Morir antes y envejecer peor
Actuar ya en este sentido puede librarnos de la enfermedad o retrasarla –”entre un 30% y un 50% de los cánceres son atribuibles a factores de riesgo modificables”, según afirma la bioquímica– mientras que mantener las tendencias solo lleva a morir antes y envejecer peor.
Y también a reducir drásticamente nuestra capacidad de defensa. Comer una dieta diversa con, al menos, ocho o diez gramos de fibra soluble al día supone reducir la resistencia microbiana a los antibióticos en los intestinos, según un estudio publicado por científicos del Servicio de Investigación Agrícola en mBio.
Los microbios resistentes a varios fármacos de uso común son una fuente significativa de riesgo y esta capacidad de eludirlos está relacionada con el microbioma intestinal, ya que es donde los microorganismos desarrollan estrategias genéticas para sobrevivir al contacto con los antibióticos.
Según la bióloga molecular Danielle Lemay, del Centro de Investigación de Nutrición Humana Occidental del ARS en Davis, California, y autora principal del estudio, ”los resultados demuestran que modificar la dieta tiene el potencial de ser una nueva arma en la lucha contra la resistencia a los antimicrobianos”. Y añade: “No se trata de comer una dieta exótica, sino una dieta diversa, adecuada en fibra”.
La fibra soluble se encuentra en cereales como la cebada y la avena; legumbres como judías, lentejas y guisantes; semillas como las de chía; frutos secos como las nueces; frutas, y verduras como zanahorias, alcachofas, brócoli y calabaza.

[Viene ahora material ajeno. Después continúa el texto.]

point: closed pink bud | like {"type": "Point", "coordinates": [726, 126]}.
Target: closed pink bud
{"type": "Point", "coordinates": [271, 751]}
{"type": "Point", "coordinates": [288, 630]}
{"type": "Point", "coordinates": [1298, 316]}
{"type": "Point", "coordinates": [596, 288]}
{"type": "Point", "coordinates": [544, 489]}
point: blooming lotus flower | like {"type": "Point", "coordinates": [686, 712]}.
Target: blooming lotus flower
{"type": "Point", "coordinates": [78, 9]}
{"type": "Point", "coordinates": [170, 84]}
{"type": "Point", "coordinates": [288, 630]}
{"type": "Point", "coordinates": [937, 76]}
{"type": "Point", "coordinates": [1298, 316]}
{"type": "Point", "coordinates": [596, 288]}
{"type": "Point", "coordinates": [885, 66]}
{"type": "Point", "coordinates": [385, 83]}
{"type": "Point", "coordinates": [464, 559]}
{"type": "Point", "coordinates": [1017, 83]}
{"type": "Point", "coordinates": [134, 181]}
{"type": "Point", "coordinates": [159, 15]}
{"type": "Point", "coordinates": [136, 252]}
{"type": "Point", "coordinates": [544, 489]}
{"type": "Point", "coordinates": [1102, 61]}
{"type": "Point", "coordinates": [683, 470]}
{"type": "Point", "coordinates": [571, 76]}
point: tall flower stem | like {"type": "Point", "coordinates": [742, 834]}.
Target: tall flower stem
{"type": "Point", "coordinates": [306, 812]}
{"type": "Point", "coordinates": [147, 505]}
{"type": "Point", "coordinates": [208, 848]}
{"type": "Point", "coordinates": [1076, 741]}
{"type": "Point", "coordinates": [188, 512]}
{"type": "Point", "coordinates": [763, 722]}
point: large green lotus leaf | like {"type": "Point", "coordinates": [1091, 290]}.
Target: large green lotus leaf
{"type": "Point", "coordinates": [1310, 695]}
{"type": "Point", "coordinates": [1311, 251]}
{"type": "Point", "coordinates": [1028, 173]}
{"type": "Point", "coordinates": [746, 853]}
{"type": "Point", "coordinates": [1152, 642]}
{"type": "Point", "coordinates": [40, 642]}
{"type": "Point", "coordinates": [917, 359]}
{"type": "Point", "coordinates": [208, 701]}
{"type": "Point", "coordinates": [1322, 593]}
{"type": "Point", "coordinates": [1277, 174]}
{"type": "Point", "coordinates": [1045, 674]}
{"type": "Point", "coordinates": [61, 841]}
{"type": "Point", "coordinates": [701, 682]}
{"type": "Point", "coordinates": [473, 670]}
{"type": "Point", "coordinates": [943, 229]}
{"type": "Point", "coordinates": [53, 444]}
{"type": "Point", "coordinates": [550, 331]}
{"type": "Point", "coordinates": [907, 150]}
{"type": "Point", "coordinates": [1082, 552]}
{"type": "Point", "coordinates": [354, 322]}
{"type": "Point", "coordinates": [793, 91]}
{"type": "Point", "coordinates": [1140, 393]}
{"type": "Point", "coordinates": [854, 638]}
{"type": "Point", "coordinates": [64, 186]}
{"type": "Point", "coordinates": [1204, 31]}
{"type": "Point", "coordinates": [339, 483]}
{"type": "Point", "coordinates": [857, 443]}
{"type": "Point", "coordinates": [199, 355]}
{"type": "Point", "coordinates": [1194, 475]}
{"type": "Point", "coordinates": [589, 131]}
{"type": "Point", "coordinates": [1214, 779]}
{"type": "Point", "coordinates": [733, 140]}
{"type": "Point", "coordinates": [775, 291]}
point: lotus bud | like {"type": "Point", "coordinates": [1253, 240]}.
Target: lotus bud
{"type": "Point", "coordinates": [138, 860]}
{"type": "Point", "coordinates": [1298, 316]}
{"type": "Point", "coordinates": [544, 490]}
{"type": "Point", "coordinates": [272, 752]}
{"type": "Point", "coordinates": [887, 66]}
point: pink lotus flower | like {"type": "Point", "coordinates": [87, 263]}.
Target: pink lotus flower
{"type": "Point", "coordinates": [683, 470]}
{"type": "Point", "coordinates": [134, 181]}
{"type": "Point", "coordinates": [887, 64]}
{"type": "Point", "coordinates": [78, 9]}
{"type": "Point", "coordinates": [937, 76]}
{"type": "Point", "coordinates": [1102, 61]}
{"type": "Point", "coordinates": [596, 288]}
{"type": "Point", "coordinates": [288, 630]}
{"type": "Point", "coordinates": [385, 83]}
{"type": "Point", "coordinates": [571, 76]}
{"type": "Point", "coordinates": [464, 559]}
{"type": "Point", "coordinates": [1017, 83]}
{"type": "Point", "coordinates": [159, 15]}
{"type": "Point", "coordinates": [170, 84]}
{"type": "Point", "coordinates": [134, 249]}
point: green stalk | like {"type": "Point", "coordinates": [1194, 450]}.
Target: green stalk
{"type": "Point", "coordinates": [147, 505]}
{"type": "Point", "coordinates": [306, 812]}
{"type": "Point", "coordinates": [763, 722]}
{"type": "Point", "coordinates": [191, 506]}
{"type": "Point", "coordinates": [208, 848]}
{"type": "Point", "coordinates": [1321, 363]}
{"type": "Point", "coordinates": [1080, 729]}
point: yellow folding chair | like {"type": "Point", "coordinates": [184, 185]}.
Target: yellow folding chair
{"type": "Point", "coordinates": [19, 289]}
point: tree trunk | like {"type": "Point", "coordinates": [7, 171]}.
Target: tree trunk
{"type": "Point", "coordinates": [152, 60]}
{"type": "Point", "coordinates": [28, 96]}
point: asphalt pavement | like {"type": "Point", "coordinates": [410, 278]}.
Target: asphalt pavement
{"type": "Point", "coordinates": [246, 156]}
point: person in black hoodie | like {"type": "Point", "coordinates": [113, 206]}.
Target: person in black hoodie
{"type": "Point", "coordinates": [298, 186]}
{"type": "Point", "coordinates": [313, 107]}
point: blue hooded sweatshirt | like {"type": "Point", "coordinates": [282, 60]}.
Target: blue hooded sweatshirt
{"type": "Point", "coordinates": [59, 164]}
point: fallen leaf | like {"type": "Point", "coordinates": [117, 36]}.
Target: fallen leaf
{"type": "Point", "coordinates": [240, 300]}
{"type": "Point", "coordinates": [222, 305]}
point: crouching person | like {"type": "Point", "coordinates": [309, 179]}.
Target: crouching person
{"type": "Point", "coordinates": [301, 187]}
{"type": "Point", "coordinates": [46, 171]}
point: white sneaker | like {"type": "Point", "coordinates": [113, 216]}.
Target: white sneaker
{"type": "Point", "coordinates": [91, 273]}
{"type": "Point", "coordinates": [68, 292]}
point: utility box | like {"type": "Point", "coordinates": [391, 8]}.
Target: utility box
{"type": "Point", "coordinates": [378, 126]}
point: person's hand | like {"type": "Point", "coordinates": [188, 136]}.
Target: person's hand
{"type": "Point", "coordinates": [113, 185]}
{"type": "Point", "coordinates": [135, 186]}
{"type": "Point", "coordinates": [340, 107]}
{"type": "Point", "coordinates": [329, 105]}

Además, una dieta correcta también beneficia a la salud mental. Los jóvenes entre 18 y 25 años con síntomas de depresión y una alimentación deficiente experimentan mejorías al modificar sus hábitos hacia un modelo mediterráneo, según un estudio realizado por investigadores de la Universidad de Tecnología de Sydney y publicado en American Journal of Clinical Nutrition.
La investigadora principal de este estudio, Jessica Bayes, explica que la estrategia del trabajo fue modificar hábitos alimenticios de los jóvenes para incluir verduras, legumbres, cereales integrales, pescado azul, aceite de oliva y frutos secos sin sal. Por el contrario, se redujo la ingesta de alimentos procesados, azúcar y carnes rojas. “Hay muchas razones por las que científicamente creemos que la comida afecta el estado de ánimo”, comenta Bayes. “Por ejemplo, alrededor del 90% de la serotonina, una sustancia química que nos ayuda a sentirnos felices, es producido en el intestino por los microbios intestinales. Hay evidencia emergente de que estos microbios pueden comunicarse con el cerebro a través del nervio vago, en lo que se llama el eje intestino-cerebro. Para tener microbios beneficiosos, necesitamos alimentarlos con fibra, que se encuentra en las legumbres, frutas y verduras”, afirma.